Gegen europäische und deutsche Interessen
Auch in der Energiepolitik wenden die Rechtspopulist*innen und Rechtsextreme sich gegen europäische und deutsche Interessen. Der Absatz von russischem Erdgas ist ihnen wichtiger als deutsche Versorgungssicherheit: Immer wieder fordern sie, dass Deutschland wieder Gas aus Russland importieren soll. Auf breiter Front wollen sie wieder ungestörten Handel mit Russland.
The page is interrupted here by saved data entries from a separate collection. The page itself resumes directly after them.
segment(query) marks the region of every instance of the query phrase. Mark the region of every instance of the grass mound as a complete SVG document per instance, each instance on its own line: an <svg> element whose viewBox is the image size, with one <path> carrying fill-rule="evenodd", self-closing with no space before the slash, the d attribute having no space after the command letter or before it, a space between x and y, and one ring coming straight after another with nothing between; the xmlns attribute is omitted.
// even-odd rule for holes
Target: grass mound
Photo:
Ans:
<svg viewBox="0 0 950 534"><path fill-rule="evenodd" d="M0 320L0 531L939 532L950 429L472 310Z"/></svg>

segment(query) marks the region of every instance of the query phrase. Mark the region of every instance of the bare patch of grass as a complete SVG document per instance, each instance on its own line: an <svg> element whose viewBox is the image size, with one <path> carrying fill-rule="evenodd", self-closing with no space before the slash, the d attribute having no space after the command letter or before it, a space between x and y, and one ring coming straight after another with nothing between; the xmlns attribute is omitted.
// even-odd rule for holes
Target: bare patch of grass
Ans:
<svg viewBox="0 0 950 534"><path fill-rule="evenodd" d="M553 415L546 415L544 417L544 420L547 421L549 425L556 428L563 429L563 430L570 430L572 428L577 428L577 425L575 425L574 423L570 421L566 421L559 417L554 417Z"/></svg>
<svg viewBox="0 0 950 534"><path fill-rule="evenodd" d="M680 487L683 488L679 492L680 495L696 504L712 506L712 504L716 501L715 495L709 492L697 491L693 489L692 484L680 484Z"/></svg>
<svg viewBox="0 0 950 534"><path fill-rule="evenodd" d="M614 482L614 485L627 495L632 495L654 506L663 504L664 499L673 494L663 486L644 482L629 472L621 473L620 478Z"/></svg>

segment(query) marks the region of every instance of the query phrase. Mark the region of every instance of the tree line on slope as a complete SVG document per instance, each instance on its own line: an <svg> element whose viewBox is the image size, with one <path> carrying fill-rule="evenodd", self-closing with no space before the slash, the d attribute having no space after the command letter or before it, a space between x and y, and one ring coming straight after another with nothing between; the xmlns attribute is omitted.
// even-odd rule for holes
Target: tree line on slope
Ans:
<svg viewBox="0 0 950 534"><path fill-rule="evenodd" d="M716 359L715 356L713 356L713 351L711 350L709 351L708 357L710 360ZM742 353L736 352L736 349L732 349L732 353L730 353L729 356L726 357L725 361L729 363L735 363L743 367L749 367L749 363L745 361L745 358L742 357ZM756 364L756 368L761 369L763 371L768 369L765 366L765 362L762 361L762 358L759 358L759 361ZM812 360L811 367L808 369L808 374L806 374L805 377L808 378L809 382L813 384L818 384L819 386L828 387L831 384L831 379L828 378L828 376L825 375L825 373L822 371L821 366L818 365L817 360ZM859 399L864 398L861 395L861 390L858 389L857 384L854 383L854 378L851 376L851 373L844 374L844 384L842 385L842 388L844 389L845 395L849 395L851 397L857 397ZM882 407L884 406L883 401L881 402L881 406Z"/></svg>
Dabei hat Putin schon kurz nach dem Überfall auf die Ukraine versucht, Deutschland in die Knie zu zwingen: Über die Liquidierung der deutschen Gazprom-Tochter wollte er die Bundesrepublik in eine Energiekrise stürzen.
Die Vorstellungen der Rechtsextremen und –populist*innen sowohl in der Sicherheits- als auch in der Energiepolitik sind gegen unsere Interessen. Sie sind keine patriotische Partei, sie sind ein Sprachrohr russischer Propaganda und damit eine Hilfstruppe des russischen Diktators.
Gefahr durch Trump
Aktuell ist die EU für Deutschland wichtiger denn je. Denn im November stehen in den USA Präsidentschaftswahlen an. Sollte Donald Trump wieder gewählt werden, könnte er seine Drohung wahr machen und die Nato aufgeben. Dann stünde Deutschland ohne die Sicherheitsgarantien der EU schutzlos da. Deshalb brauchen wir mehr europäische Sicherheits- und Verteidigungspolitik, nicht weniger.